ポジショニングとは、市場での地位(違い、差異、ブランド)を確立することです。
私たちは、ポジショニング(競合)分析をするときに、自分たちが競争相手と考えている会社や商品と比べようとします。
しかしそれでは、かぎりなく業界の内輪の話になってしまいます。
業界の外、すなわち、お客様から見れば、よく知らない会社と比べられても意味がありません。

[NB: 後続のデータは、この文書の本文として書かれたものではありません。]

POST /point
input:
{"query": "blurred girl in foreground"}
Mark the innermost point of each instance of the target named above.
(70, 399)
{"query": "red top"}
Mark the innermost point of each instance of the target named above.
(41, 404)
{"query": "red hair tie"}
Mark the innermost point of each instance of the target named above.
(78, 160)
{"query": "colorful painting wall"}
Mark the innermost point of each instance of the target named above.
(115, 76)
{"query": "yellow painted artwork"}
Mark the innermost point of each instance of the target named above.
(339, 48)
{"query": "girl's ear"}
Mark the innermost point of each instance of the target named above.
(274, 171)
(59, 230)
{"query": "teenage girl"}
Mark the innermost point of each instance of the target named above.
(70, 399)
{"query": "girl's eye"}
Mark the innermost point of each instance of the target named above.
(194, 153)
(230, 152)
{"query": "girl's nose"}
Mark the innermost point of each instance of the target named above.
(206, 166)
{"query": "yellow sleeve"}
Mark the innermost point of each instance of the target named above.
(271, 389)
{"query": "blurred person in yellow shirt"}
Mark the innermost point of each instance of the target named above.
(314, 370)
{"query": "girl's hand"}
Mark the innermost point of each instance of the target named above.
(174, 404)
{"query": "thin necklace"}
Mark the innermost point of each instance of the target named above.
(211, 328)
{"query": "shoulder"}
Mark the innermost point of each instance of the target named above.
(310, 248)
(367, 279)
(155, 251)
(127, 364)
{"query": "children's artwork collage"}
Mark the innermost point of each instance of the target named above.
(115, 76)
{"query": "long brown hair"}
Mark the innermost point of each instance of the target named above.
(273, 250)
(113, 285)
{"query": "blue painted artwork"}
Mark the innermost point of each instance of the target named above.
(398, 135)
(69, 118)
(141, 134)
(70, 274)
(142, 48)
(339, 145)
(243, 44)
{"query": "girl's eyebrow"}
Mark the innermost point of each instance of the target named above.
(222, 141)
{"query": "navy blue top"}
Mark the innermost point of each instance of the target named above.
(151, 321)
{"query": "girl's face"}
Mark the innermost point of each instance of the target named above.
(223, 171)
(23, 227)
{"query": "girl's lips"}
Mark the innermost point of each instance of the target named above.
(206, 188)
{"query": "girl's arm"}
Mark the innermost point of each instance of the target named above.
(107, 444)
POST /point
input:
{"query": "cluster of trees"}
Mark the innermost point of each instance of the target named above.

たとえば、工務店であれば住宅トップの積水ハウスと比べることです。
家を建てようとする人で、積水ハウスを知らない人は、まず、いないでしょう。
ですから、比較できるのです。
ところが工務店の経営者は、「自社は注文住宅で、積水ハウスはプレハブ住宅だから、まったく違う」と考えています。
でも、お客様からみれば、どちらも「戸建ての家」です。

積水ハウスは、業界トップの大企業で、ほとんどの部分で優れています。
しかし、大企業だからこそできないこともあります。

プレハブ住宅は、工場でつくり現場で組み立てるものですから、細かな仕様変更はできません。
また、販売に関してもマニュアルが充実しているため、個別対応ができません。
何より、あれだけのテレビCMを流しているように、広告宣伝にお金をかけています。
さらに、会社が大きいだけに間接部門の人件費も莫大です。
そのうえ利益もしっかり出しています。
それら広告宣伝費・人件費・利益のすべてが住宅の価格に含まれています。

そこに、小さな会社だからこそ、優位性を発揮できる「付け入る隙」があるのです。
そこであなたは、『ガリバー旅行記』の巨人の国に行ったことを想定して、大企業が「やりたくてもできないこと」「小さな会社だからこそ上手に対応できること」を特徴として打ち出します。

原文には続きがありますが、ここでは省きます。